Although promising, standard in-silico methods are still limited and not accurate enough to substitute the real-world experimental screens and trials because of their explicitly pre-programmed nature and pre-determined models, used for calculations. This is where machine learning algorithms and new drug discovery startups come into play.
New drug discovery era is knocking on the door...
Recently, a group of scientists at the University of Toronto created a machine learning algorithm that they hope will revolutionize the way pharmaceutical drugs are discovered. They founded a health tech startup Atomwise offering a solution which can help researchers develop the next generation of drugs and do it faster and cheaper than ever before.

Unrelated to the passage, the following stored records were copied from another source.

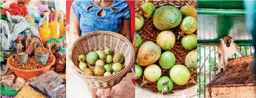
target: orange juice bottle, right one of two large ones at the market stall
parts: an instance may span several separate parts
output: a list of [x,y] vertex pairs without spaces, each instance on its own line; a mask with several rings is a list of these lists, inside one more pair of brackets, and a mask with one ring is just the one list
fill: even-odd
[[53,20],[50,24],[51,37],[59,39],[61,37],[61,24],[57,20],[57,11],[53,11]]

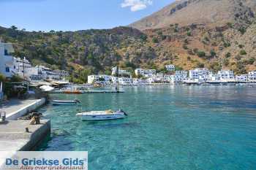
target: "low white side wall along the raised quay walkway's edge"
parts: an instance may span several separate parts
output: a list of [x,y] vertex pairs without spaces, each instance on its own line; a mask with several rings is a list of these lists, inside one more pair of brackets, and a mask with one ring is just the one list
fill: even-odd
[[18,109],[16,112],[13,112],[11,115],[8,115],[7,120],[17,120],[18,117],[22,117],[23,115],[26,115],[29,112],[32,112],[33,110],[39,107],[42,107],[42,105],[45,104],[45,101],[46,101],[45,98],[41,98],[37,101],[34,101],[28,106]]

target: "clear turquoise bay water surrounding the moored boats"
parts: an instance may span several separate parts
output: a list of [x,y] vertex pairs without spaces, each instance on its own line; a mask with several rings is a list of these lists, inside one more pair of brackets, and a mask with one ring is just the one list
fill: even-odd
[[89,151],[89,169],[256,169],[256,88],[158,86],[78,98],[83,110],[118,109],[124,120],[82,122],[81,107],[40,110],[51,119],[40,150]]

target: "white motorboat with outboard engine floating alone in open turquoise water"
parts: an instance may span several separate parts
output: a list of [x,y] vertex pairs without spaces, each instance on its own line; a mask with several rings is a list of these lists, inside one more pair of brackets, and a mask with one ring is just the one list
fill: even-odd
[[123,119],[127,116],[127,113],[119,109],[118,111],[106,110],[106,111],[91,111],[78,113],[82,120],[97,121],[97,120],[116,120]]

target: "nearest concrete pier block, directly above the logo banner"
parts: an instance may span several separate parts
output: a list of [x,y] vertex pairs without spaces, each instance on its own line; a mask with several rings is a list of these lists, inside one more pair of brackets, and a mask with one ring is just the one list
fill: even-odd
[[[29,125],[30,121],[10,120],[0,124],[1,151],[29,151],[50,134],[50,120],[40,120],[39,125]],[[29,128],[29,133],[25,128]]]

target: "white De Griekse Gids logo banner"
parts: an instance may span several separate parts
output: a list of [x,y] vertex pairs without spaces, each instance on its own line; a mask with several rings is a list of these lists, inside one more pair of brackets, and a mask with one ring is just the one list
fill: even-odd
[[1,170],[88,170],[88,152],[0,151]]

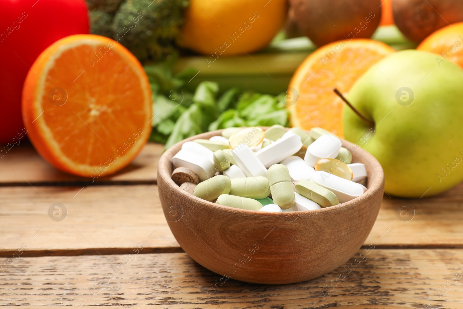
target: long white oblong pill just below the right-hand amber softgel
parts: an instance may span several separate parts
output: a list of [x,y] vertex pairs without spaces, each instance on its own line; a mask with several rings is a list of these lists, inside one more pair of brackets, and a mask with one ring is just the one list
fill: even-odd
[[353,181],[338,177],[322,170],[317,170],[313,173],[310,181],[332,191],[340,203],[348,202],[363,194],[363,188],[359,183],[354,183]]

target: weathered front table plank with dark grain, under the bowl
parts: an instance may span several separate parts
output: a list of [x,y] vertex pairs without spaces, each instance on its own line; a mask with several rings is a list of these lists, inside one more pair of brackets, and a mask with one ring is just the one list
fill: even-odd
[[[344,266],[325,276],[286,285],[225,280],[196,264],[186,253],[19,257],[11,263],[2,258],[0,265],[6,266],[0,273],[0,305],[463,308],[463,249],[375,248],[363,258],[361,253],[365,251],[357,252]],[[256,251],[247,263],[259,263],[258,254]],[[356,258],[363,261],[357,262]],[[445,293],[443,285],[447,287]]]

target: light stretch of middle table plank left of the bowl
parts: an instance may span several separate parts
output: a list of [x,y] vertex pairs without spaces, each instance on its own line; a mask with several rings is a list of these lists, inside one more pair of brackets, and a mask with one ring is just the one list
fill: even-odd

The algorithm Atomwise developed is similar to the Deep Learning Neural Networks used by artificial intelligence startup DeepMind, acquired by Google recently for $628 million. The algorithm teaches itself complex biochemical principles and the factors that are ultimately the most predictive when it comes to the effectiveness of a drug.
“Our system takes into account not a dozen or two dozen, but thousands of factors at the same time and combines them in complicated and nonlinear ways. It’s like having a virtual super-intelligent brain that can analyze millions of small molecules and potential interactions in days instead of years,” said Alexander Levy, chief operating officer at Atomwise. The company’s machine learning algorithm is acting similarly to how computers go about image recognition, which is a unique feature of this approach. Levy says their system has devised some unintuitive methods for understanding what small molecules will properly latch onto a biological target.
To date, Atomwise has raised $6 million to advance artificial intelligence for drug discovery and launched more than a dozen projects to find cures for both common and orphan diseases. The company is collaborating with IBM to find a cure to Ebola and with Dalhousie University in Canada to search for a measles treatment. The startup studied 8.2 million small molecules to find potential cures for multiple sclerosis in a matter of days. Besides, Atomwise is already partnering with a pharmaceutical giant Merck to explore the frontiers of using artificial intelligence for drug discovery.
Not the only one
Besides Atomwise, a number of promising startups focusing on the application of machine learning and AI for drug discovery have emerged within the last several years.
Palo Alto based TwoXAR, founded in 2014, has recently raised $3.4 million in a seed round led by tech investor Andreessen Horowitz. TwoXAR’s solution is DUMATM Drug Discovery platform able to evaluate large public and proprietary datasets to identify and rank high probability drug-disease matches in minutes rather than years. The approach includes four distinct stages:
The company has already tested their technology on more than twenty diseases and is now actively collaborating with academic researchers at the University of Chicago and Michigan State University to further develop the platform. Being a part of the elite Stanford-backed “StartX Med Program”, TwoXAR is collaborating with some unnamed biopharmaceutical organizations.
An important challenge for the AI startups is to convince the big pharma that artificial intelligence is the panacea to its financial and R&D woes. A real rush for AI-based technologies by the big pharma will begin with the first example of an FDA-approved “computer-derived” drug... and we may see this happen in the nearest time.
Possible option for the AI startups to accelerate their integration into drug discovery industry would be to partner with specialized chemical suppliers of large screening databases. It is an opportunity for them to test algorithms with commercially available or easy-to-synthesize compound libraries with intrinsic drug-like properties.